FeatureEquitable RedemptionStatutory Redemption
When it appliesBefore the foreclosure saleAfter the foreclosure sale
What borrower must payFull outstanding debt (principal, interest, fees, costs)Foreclosure sale price plus interest and costs
Available inAll statesOnly states with redemption statutes
DurationUntil the sale is completedFixed period set by state law (30 days to 12 months)
Effect on investorBorrower can stop foreclosure by paying in fullBuyer at sale cannot take full possession until period expires

Equitable redemption exists in every state as a common law right — it simply means the borrower can pay what they owe at any point before the sale is final and keep the property. This is distinct from reinstatement, where the borrower only needs to cure the delinquent amount rather than pay the full balance.

State-by-State Redemption Periods

Statutory redemption periods vary dramatically, and note investors must know the rules for every state where they operate:

  • No statutory redemption: Many states — including California, Florida, Georgia, Texas, and Virginia — do not grant post-sale redemption rights. Once the foreclosure sale occurs, the buyer takes clear title.
  • Short redemption (1-3 months): States like Michigan (6 months standard, 1 month for abandoned properties) and Oregon (180 days) provide moderate windows.
  • Long redemption (6-12 months): Alabama (12 months), Illinois (up to 7 months, depending on sale type), Iowa (12 months for homestead properties), Kansas (12 months), and Minnesota (6-12 months depending on property type and loan amount) impose lengthy post-sale waiting periods.

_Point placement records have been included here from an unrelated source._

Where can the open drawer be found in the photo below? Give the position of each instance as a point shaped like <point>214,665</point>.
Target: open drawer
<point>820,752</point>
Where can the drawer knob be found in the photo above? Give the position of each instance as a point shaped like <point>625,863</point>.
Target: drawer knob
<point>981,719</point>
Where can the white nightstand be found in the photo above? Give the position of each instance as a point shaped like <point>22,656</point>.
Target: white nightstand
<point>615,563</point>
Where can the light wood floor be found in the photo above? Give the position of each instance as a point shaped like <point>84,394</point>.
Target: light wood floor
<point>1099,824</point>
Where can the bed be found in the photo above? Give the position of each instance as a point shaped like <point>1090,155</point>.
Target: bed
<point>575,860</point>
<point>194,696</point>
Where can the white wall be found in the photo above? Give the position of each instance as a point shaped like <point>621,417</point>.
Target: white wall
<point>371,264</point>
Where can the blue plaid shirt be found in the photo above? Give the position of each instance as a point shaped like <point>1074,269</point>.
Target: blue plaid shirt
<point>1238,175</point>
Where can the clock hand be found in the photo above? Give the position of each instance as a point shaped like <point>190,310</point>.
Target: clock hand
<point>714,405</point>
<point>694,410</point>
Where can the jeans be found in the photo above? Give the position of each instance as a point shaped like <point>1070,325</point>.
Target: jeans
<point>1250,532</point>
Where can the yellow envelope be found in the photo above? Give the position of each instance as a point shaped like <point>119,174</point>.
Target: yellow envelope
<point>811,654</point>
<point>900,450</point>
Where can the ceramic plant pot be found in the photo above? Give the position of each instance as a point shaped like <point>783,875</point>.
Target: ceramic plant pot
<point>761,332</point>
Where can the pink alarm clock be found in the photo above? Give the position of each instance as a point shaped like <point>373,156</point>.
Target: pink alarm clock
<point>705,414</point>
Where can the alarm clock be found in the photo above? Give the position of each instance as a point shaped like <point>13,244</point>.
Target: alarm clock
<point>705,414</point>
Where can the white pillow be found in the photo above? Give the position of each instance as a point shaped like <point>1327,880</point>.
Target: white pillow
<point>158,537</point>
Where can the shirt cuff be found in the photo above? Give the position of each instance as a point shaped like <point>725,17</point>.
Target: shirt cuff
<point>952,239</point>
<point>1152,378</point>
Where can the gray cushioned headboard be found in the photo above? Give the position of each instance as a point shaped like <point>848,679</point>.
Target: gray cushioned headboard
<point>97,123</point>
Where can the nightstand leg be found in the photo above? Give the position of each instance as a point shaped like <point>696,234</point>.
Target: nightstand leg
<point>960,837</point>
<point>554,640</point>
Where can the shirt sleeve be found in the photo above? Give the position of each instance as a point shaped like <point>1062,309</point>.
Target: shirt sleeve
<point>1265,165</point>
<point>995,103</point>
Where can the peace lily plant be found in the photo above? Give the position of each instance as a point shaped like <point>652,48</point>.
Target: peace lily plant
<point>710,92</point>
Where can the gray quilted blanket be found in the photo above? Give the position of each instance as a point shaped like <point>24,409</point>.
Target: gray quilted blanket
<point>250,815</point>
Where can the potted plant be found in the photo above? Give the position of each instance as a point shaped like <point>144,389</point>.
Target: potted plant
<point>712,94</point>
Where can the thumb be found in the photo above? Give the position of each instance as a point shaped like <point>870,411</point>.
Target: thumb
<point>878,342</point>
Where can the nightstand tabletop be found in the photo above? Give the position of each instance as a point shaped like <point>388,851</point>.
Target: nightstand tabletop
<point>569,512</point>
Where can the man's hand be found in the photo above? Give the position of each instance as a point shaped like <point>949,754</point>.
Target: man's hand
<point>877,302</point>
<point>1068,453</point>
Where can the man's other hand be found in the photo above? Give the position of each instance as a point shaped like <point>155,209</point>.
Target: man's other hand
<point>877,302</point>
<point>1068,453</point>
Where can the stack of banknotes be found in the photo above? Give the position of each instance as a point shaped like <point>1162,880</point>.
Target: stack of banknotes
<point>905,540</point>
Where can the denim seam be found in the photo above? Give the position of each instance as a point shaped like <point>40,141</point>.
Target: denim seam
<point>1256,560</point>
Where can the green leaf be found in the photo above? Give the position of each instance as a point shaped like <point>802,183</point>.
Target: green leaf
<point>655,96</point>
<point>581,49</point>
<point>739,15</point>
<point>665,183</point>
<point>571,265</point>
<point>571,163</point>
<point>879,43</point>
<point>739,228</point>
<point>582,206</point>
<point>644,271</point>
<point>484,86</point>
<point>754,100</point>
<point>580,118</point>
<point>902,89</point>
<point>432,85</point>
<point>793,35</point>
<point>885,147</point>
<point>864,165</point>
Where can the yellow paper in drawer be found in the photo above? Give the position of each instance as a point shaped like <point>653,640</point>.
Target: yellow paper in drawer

During the redemption window, the foreclosure sale purchaser typically holds a "certificate of sale" rather than a deed. The borrower may continue occupying the property, and the purchaser generally cannot make substantial improvements, evict occupants, or transfer the property. This limbo period creates real carrying costs — taxes, insurance, and property deterioration all continue while the investor waits for the redemption period to expire.

Impact on Note Investment Returns

The redemption period directly affects the profitability of any foreclosure exit strategy. Consider the math:

A note investor acquires a non-performing loan for $25,000 on a property worth $60,000. The investor forecloses and plans to sell the property after the sale. In a state with no redemption period, the investor might complete the sale and receive proceeds within 30-60 days after the foreclosure auction. In a state with a 12-month redemption period, the same investor must wait an additional year — paying property taxes, insurance, and potentially dealing with property deterioration — before gaining clear title.

That extra year of carrying costs and delayed capital return can reduce annualized returns by 5-10 percentage points or more, depending on the property's value and the associated expenses. This is why experienced note investors factor redemption periods into their initial bid pricing, not as an afterthought.

Practical Strategies for Note Investors

  • Prioritize no-redemption states when building a foreclosure-dependent strategy. States without post-sale redemption allow faster capital recycling.
  • Adjust bid prices downward for notes in long-redemption states to account for the additional carrying costs and delayed recovery.
  • Pursue alternatives to foreclosure in long-redemption states. A discounted payoff, deed in lieu of foreclosure, or loan modification may produce a faster and more profitable resolution than sitting through a 12-month redemption period.
  • Negotiate cash-for-keys during the redemption period. Offering the borrower a modest payment to vacate and waive their redemption rights can shorten the timeline, though not all states allow waiver of statutory redemption.
  • Monitor the property during the redemption period. Borrowers who have already lost a foreclosure auction may have little incentive to maintain the property, and deterioration during this window can erode the asset's value.

Understanding right of redemption laws is not optional for note investors who use foreclosure as a resolution strategy. The difference between a 0-month and a 12-month redemption period can determine whether a deal meets your return targets or falls short — and that analysis needs to happen before you bid, not after you win the auction.